Activities conducted on the SCP SHOULD be attributed to authenticated identities.
Level 3: Source Provenance Attestations
Summary: A consumer can ask the SCP for everything it knows about a specific revision of a repository. The information is provided in a documented and tamper-resistant format.
Intended for: Organizations that want strong guarantees and auditability of their change management processes.
Benefits: Provides reliable information to policy enforcement tools.
Requirements:
Source attestations
A source attestation contains information about how a specific revision was created and how it came to exist in its present context. They are associated with the revision identifier delivered to consumers and are a statement of fact from the perspective of the SCP.
If a consumer is authorized to access source on a particular branch, they MUST be able to fetch the source attestation documents for revisions in the history of that branch.
It is possible that an SCP can make no claims about a particular revision. For example, this would happen if the revision was created on another SCP, or if the revision was not the result of an accepted change management process.
Change management process
The repo must define how the content of a branch is allowed to change. This is typically done via the configuration of branch protection rules. It MUST NOT be possible to modify the content of a branch without following its documented process.
SLSA Source Level 2 ensures that all changes are recorded and attributable to an actor. SLSA Source Level 3 ensures that the documented process was followed.
The change management tool MUST be able to authoritatively state that each new revision reachable from the protected branch represents only the changes reviewed via the process.
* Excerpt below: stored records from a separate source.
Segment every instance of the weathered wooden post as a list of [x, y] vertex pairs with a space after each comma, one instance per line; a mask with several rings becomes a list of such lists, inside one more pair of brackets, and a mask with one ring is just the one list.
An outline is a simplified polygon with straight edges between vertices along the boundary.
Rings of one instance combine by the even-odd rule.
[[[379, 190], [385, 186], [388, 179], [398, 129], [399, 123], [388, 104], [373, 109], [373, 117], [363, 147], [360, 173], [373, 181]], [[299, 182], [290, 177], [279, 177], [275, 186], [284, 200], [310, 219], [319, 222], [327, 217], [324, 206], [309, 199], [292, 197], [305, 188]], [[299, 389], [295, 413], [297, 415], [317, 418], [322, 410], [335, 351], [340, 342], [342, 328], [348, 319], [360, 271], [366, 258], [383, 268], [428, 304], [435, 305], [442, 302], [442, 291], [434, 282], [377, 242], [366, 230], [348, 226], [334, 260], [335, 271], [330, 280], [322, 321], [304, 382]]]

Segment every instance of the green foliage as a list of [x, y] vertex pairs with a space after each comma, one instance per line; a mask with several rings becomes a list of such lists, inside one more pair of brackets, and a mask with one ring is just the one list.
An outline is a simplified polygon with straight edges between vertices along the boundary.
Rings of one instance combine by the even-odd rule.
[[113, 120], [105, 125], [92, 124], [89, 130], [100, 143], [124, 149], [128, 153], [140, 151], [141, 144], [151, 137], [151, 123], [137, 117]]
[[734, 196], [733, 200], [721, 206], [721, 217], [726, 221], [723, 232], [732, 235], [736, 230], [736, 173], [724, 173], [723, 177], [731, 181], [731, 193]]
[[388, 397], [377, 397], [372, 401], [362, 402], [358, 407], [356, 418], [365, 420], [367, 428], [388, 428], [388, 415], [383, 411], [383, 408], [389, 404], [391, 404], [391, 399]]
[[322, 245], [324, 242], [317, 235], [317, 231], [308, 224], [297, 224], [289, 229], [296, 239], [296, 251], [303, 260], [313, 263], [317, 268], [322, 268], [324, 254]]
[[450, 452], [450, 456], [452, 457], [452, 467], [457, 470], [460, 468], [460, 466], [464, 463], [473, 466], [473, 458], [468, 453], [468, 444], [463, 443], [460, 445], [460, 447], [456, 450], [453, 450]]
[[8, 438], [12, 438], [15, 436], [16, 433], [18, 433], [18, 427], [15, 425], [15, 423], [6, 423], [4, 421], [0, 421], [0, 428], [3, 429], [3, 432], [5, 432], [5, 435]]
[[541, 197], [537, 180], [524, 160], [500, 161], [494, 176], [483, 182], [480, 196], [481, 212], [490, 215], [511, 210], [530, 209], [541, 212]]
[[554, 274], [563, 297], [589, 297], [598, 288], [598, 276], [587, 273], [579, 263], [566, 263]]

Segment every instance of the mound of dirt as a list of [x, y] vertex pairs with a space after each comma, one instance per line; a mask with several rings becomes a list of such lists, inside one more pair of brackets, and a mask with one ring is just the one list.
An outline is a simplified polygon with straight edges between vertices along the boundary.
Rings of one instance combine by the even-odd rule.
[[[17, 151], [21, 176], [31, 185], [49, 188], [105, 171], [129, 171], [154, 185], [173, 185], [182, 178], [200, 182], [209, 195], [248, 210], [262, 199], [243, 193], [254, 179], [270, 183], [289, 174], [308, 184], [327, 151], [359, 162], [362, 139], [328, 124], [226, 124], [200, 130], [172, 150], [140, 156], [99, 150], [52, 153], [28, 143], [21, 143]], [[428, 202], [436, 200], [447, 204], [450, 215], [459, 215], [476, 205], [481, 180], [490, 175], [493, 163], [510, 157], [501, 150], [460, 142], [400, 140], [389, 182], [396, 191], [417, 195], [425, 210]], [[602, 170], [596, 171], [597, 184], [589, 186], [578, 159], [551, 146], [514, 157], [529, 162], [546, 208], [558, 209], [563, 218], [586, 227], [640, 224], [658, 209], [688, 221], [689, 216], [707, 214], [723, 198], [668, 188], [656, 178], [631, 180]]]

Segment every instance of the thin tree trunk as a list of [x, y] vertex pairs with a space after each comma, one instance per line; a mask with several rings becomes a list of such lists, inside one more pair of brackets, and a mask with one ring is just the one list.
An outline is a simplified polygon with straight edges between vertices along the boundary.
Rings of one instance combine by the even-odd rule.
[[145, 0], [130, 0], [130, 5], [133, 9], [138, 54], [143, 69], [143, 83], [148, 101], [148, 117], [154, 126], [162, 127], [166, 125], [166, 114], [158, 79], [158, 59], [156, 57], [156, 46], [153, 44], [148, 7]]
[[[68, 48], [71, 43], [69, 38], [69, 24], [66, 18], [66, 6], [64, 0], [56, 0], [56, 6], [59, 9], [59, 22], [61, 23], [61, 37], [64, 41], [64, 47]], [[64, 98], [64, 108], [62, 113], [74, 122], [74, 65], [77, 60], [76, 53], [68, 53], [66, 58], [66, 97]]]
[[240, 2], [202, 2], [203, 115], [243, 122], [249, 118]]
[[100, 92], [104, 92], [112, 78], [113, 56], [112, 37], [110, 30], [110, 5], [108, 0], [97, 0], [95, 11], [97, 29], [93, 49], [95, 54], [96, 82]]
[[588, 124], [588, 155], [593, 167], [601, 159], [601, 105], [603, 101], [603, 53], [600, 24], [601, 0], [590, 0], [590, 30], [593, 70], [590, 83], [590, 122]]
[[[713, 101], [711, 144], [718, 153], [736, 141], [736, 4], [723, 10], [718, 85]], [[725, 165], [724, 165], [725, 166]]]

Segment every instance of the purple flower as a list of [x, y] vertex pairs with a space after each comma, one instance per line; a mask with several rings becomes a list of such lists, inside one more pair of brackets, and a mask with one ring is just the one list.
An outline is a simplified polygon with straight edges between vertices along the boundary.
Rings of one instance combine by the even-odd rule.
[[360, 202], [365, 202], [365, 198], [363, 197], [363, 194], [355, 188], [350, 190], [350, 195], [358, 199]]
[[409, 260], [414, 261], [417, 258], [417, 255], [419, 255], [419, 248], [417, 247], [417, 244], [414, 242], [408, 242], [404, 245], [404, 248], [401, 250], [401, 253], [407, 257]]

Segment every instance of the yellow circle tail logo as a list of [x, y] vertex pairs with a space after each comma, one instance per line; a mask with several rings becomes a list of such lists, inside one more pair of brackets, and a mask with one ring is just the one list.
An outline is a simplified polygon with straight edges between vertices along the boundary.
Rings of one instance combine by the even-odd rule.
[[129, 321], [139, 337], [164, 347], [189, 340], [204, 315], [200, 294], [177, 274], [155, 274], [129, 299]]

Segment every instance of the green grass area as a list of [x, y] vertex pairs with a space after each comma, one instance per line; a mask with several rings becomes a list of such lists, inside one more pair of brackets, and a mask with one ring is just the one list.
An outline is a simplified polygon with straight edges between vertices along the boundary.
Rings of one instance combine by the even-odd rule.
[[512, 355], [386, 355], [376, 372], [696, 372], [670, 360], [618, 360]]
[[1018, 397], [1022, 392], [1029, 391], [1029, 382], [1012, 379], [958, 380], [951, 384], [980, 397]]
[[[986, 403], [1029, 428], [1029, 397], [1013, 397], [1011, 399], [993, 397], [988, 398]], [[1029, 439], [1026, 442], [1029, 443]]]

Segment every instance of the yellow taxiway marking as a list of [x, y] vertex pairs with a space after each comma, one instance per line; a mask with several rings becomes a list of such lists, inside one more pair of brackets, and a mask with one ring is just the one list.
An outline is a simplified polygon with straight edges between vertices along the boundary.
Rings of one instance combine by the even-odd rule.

The change management tool MUST provide at a minimum:
Strong Authentication
User accounts that can modify the source or the project’s configuration must use multi-factor authentication or its equivalent. This strongly authenticated identity MUST be used for the generation of source provenance attestations. The SCP MUST declare which forms of identity it considers to be trustworthy for this purpose. For cloud-based SCPs, this will typically be the identity used to push to a git server.
Other forms of identity MAY be included as informational. Examples include a git commit’s “author” and “committer” fields and a gpg signature’s “user id.” These forms of identity are user-provided and not typically verified by the source provenance attestation issuer.
See source roles.
Context
The change management tool MUST record the specific code change (a “diff” in git) or instructions to recreate it.
In git, this typically defined to be three revision IDs: the tip of the “topic” branch, the tip of the target branch, and closest shared ancestor between the two (such as determined by git-merge-base
).
The change management tool MUST record the “target” context for the change proposal and the previous revision in that context. For example, for the git version control system, the change management tool MUST record the branch name that was updated.
Branches may have differing security postures, and a change can be approved for one context while being unapproved for another.
Verified Timestamps
The change management tool MUST record timestamps for all contributions and review-related activities. User-provided timestamps MUST NOT be used.